We don't generally "do" doctors, aside from routine checkups for the kids done mainly to acquire the abovementioned vaccinations and to pacify their silly father. Aside from a bout of bronchiolitis with some real trouble breathing, when Harry was about 1, neither kid has ever gone in for an illness. I certainly don't 'do' Drs myself, although I've gone twice for back/shoulder problems that were seriously interfering with my ability to get things done in hopes that there was some fix I didn't know about. (There wasn't :p). And once for a heart problem during pregnancy. I DO think that modern medicine is good at some things and worth using (in a caveat emptor kind of way) when those things arise. I just think that it has an overwhelming tendency to stick its bossy nose in, in an awful lot of situations where it doesn't really know enough (or the right things) to *actually* improve the situation.

OTOH I do think, especially now that I am not 20 anymore :p, that there is value in an occasional checkup.
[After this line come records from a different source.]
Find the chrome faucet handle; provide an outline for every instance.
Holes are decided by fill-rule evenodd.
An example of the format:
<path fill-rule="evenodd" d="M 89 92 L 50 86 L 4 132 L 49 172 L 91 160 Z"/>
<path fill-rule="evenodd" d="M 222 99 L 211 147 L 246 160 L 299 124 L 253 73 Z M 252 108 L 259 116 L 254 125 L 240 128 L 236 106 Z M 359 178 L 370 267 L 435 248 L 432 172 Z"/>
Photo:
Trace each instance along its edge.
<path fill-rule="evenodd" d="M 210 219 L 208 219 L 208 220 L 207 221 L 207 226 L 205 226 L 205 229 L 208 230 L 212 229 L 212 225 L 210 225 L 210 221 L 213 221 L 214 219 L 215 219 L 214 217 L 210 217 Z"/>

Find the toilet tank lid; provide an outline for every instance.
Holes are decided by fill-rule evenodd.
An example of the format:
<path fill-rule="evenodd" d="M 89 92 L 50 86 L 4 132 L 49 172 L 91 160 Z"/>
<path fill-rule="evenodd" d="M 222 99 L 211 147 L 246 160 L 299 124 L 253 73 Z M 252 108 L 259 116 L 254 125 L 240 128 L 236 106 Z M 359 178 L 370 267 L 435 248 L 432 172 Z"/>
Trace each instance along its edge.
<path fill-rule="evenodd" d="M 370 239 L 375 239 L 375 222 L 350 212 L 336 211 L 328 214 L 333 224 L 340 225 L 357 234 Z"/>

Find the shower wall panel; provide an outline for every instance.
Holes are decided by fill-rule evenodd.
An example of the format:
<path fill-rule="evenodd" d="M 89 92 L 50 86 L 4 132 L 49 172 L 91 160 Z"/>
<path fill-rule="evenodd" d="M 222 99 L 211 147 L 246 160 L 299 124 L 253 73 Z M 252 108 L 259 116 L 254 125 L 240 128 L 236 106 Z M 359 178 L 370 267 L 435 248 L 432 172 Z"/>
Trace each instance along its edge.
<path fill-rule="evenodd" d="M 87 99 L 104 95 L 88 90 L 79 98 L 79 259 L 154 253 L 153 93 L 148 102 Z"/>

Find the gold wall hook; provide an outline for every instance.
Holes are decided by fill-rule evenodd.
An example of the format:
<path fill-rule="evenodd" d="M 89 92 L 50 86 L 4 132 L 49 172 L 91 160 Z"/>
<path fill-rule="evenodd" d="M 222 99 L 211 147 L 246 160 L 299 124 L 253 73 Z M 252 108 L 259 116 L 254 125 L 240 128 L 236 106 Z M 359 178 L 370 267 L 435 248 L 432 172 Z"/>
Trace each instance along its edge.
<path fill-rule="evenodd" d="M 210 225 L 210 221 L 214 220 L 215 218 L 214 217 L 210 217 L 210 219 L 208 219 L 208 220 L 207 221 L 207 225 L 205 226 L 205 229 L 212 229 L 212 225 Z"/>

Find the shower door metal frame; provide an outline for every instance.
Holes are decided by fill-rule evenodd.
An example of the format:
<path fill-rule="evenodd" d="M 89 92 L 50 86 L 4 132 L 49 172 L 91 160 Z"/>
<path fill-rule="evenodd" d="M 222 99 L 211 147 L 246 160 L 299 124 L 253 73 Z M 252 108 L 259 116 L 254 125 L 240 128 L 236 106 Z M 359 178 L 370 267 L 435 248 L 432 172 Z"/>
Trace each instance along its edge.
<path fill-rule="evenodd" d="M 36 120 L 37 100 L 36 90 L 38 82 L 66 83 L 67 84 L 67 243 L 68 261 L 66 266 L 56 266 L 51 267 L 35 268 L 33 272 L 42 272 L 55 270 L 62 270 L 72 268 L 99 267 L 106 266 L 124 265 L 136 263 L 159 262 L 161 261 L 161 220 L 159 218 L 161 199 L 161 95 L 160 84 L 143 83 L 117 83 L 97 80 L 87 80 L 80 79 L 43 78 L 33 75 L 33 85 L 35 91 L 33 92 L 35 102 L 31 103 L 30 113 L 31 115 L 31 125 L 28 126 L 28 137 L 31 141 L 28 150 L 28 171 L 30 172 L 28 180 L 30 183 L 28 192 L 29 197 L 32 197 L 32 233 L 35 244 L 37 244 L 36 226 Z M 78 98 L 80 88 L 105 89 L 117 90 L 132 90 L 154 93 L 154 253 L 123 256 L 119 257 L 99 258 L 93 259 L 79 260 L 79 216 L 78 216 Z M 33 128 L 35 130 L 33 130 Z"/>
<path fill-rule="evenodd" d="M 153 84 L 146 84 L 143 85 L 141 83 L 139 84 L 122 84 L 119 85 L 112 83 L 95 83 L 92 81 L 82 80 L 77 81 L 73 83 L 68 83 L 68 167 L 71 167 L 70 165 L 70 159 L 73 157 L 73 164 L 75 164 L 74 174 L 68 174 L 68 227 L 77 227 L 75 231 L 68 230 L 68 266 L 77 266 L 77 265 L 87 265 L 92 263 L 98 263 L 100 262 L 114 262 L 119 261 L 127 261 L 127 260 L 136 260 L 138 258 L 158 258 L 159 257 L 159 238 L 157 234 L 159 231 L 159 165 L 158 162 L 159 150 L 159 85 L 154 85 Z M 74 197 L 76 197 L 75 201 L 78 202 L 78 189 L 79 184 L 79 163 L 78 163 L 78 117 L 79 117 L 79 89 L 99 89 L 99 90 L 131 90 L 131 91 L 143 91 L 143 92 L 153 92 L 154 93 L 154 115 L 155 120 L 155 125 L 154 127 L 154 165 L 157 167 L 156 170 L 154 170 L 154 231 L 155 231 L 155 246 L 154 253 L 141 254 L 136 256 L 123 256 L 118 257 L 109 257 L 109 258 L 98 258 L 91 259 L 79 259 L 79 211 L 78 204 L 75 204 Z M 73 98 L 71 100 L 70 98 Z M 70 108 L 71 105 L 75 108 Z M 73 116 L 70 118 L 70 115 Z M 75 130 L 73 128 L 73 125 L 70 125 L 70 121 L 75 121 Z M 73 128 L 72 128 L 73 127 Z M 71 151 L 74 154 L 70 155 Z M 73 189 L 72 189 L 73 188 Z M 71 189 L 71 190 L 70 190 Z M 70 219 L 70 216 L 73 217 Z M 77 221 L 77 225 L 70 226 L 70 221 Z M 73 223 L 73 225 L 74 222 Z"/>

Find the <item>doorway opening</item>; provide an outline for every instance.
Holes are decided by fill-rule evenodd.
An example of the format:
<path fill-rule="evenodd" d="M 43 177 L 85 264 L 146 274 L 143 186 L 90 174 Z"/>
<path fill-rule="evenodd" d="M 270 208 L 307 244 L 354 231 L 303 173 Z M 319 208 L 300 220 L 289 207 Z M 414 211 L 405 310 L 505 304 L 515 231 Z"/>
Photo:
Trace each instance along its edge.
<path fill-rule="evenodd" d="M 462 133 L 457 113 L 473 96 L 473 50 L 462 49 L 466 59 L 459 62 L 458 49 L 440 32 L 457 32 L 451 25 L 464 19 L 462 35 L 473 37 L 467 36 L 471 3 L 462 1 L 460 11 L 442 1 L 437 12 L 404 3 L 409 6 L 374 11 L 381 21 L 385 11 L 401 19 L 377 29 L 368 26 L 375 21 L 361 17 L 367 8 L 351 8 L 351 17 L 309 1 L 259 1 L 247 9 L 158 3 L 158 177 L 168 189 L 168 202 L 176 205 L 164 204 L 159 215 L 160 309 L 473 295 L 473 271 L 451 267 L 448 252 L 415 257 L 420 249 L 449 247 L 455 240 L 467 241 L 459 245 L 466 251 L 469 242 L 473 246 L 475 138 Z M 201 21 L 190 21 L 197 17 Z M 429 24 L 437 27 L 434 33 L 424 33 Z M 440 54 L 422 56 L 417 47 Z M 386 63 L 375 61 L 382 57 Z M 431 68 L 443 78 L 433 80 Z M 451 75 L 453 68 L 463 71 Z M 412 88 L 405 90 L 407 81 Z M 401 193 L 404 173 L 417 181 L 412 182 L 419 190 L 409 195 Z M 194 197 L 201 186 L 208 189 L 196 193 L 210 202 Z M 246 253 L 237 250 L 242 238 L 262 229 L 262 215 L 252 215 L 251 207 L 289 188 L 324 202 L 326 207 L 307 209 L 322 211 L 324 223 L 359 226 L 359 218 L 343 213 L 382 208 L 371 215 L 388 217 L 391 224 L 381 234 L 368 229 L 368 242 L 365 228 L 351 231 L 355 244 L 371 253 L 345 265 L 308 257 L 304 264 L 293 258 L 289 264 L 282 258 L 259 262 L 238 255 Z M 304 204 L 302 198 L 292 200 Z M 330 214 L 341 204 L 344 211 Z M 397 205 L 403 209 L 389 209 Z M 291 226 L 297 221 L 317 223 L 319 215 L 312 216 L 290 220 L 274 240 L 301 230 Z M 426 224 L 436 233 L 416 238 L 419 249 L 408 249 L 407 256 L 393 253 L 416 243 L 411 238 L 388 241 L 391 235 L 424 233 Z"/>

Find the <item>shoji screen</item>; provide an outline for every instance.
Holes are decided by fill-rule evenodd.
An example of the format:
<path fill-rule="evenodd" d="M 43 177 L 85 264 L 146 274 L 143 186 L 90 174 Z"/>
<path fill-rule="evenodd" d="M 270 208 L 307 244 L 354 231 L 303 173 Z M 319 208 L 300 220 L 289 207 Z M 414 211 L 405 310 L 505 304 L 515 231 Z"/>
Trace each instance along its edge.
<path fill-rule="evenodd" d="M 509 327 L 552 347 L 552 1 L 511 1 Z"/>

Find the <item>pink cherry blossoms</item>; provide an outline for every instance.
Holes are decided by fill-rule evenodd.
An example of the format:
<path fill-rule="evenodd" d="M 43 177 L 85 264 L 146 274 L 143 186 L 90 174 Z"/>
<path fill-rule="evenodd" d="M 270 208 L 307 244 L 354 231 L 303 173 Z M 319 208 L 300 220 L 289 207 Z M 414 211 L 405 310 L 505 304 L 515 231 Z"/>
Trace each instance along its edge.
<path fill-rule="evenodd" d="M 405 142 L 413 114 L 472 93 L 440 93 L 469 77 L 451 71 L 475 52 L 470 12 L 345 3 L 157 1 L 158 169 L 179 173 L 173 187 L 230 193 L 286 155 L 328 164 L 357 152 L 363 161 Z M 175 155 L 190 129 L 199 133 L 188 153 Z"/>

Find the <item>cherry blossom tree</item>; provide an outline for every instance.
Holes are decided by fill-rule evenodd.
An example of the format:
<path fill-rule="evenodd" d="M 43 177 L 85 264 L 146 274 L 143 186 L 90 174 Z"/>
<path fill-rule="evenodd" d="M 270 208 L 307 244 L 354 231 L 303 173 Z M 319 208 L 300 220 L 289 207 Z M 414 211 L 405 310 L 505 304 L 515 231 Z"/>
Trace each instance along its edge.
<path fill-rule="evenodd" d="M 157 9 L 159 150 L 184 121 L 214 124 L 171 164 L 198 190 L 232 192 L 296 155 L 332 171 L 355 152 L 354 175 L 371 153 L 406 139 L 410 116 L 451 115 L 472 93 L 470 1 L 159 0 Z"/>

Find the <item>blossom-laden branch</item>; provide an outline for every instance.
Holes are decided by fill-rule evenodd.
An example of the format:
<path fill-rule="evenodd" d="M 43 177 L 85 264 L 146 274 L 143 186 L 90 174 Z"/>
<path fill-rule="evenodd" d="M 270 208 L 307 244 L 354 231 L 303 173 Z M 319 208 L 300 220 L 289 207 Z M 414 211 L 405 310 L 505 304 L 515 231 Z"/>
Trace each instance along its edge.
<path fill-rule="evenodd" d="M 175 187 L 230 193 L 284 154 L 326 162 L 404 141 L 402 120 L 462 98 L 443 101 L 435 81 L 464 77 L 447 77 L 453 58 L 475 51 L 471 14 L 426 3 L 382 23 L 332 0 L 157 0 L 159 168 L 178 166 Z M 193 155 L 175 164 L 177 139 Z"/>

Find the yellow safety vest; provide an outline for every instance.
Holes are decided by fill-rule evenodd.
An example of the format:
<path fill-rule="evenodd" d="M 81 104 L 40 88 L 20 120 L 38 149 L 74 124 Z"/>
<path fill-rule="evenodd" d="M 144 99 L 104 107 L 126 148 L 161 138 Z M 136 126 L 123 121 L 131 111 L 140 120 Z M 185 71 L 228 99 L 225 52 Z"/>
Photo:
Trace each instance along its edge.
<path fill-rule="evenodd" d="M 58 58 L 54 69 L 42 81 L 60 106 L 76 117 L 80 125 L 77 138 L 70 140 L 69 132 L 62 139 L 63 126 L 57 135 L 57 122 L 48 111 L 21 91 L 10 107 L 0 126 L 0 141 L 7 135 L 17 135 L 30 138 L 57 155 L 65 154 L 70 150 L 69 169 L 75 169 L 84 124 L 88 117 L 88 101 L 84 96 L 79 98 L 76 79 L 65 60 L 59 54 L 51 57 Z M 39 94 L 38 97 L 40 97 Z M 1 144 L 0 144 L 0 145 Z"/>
If I had high blood pressure or high cholesterol or something else I couldn't detect myself, I would want to know about it. OTOH I consider it MY business how I would deal with that, not some doctors' to just tell me to take a buncha drugs for it :/

I am *profoundly* glad that Ontario foots the bill for midwife (not just ObGyn) care in pregnancy and birth -- I would have SO not gotten along with doctors for that, but with midwives it went pretty well. Harry was born in a hospital (paranoid DH) but with no nurses or doctors, the only people I saw after the admitting nurse were my midwives. And John was born at home, which was really great. If problems had arisen that a hospital could solve better than midwives -- and there really are some -- then I would have certainly gone to a hospital with doctors and all that, but fortunately that was not an issue.